A Casa Assombrada segue todos os moldes prontos de um livro de mistério e terror. Técnicas como abordar um assunto e apenas voltar a ele vários capítulos depois, criar cenas de suspense que logo são descartadas, além de terminar um capítulo no meio de uma cena extremamente tensa, são pontos que já vi muito em histórias antigas, e o autor realmente foi bem sucedido em seu feito. Mas modernizar nem sempre é ruim, e algumas das técnicas são clichês e foram semelhantes as que vi em livros como as da série Goosebumps, e é o que me leva a ter a sensação de que o livro deveria estar mais figurado entre as obras juvenis do que as adultas de Boyne, mesmo que o tema seja mais pesado.

O que me incomodou um pouco durante a maior parte do livro é a história em si, que não achei nem de longe tão original como parecia. Uma jovem governanta em uma mansão, cuidando de uma garota e seu irmão mais novo, sem os pais ou a família por perto, onde coisas estranhas acontecem? Se mudarmos a narrativa para o ponto de vista da garota, e ela se chamar Florence, temos a história de A Outra Volta do Parafuso, de Henry James, que tanto contribuiu para as histórias de terror contemporâneas. Aliás, o livro foi levado ao cinema duas vezes e gerou uma adaptação literária moderna com A Menina Que não Sabia Ler, de John Harding. Tudo bem que as histórias são diferentes, com um desenrolar totalmente distinto, mas a falta de originalidade me incomodou um pouco. Fonte de inspiração ou não, as semelhanças são claras com a obra de Henry James.

O que considero como o diferencial do livro, e que realmente me chamou a atenção, é o fato da história ser contada pelo ponto de vista de Elisa Caine, uma personagem fantástica e muito bem escrita. Se todos os personagens principais de John Boyne são sempre escritos de maneira delicada e cuidadosa, no caso de Elisa, a primeira personagem principal feminina do autor que leio, a história não poderia ser diferente.
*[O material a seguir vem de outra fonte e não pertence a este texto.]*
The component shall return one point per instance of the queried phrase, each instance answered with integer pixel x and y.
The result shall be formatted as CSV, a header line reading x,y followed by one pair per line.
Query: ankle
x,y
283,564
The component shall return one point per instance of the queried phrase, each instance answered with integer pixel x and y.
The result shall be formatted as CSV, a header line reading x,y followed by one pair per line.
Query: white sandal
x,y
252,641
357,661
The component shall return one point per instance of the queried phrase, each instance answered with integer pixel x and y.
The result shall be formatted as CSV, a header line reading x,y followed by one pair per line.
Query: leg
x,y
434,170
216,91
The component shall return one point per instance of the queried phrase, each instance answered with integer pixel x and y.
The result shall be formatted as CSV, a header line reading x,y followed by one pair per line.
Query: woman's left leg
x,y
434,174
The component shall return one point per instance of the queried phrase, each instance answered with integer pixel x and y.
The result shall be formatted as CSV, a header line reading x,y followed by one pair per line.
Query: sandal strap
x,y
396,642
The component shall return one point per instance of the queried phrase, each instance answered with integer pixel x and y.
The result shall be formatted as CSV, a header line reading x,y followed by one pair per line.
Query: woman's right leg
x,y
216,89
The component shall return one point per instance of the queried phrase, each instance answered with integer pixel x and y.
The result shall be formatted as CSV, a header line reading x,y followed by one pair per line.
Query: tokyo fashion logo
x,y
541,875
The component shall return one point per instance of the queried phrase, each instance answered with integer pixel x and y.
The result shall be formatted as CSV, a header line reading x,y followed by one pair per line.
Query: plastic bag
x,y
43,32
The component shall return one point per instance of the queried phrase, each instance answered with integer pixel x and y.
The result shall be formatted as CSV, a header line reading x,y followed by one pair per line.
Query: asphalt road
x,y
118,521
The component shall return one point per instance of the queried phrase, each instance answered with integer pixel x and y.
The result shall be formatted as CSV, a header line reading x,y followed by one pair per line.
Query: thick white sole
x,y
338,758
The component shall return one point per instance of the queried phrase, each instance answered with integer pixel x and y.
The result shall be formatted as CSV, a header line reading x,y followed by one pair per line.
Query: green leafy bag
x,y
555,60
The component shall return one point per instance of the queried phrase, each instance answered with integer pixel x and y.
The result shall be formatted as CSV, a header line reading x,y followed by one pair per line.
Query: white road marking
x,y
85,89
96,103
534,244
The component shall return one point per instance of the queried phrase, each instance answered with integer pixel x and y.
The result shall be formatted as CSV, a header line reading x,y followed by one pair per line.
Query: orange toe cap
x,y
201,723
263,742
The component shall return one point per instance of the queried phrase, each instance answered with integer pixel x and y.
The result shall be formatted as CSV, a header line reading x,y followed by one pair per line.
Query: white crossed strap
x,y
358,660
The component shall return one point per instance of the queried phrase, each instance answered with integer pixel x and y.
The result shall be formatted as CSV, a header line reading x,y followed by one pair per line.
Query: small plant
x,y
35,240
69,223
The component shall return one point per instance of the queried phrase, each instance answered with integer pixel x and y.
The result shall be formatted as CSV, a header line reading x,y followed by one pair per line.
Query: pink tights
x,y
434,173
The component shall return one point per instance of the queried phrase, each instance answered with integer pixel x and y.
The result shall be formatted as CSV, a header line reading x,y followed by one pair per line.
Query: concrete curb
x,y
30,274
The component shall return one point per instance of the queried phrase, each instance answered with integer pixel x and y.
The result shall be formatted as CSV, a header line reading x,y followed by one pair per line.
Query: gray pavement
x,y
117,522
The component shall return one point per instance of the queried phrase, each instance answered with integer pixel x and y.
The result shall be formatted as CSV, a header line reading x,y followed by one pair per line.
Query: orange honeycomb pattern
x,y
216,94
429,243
Ela se mostra uma pessoa de um caráter e uma fibra moral excepcionais. Em pleno século XIX, quando era esperado das mulheres apenas a submissão perante os homens, Elisa Caine se mostre forte, destemida e levantando a voz para ter suas vontades atendidas.

Não digo nem de longe que o autor decepcionou com A Casa Assombrada, mas também está longe de levar uma obra formidável para os leitores, sempre ávidos por seus lançamentos. Falta um brilho, um diferencial, aquele ponto marcante que faz com que apenas uma página já seja o suficiente para saber que o livro é de John Boyne. Se fosse escrito por qualquer outro autor, eu teria aprovado de forma extremamente positiva, mas do Boyne eu sempre espero algo a mais, o que não encontrei no livro. É bem escrito, tem uma boa história, envolve e faz juz ao gênero. Mas ainda assim, está apenas conforme os padrões e parece que falta alguma coisa.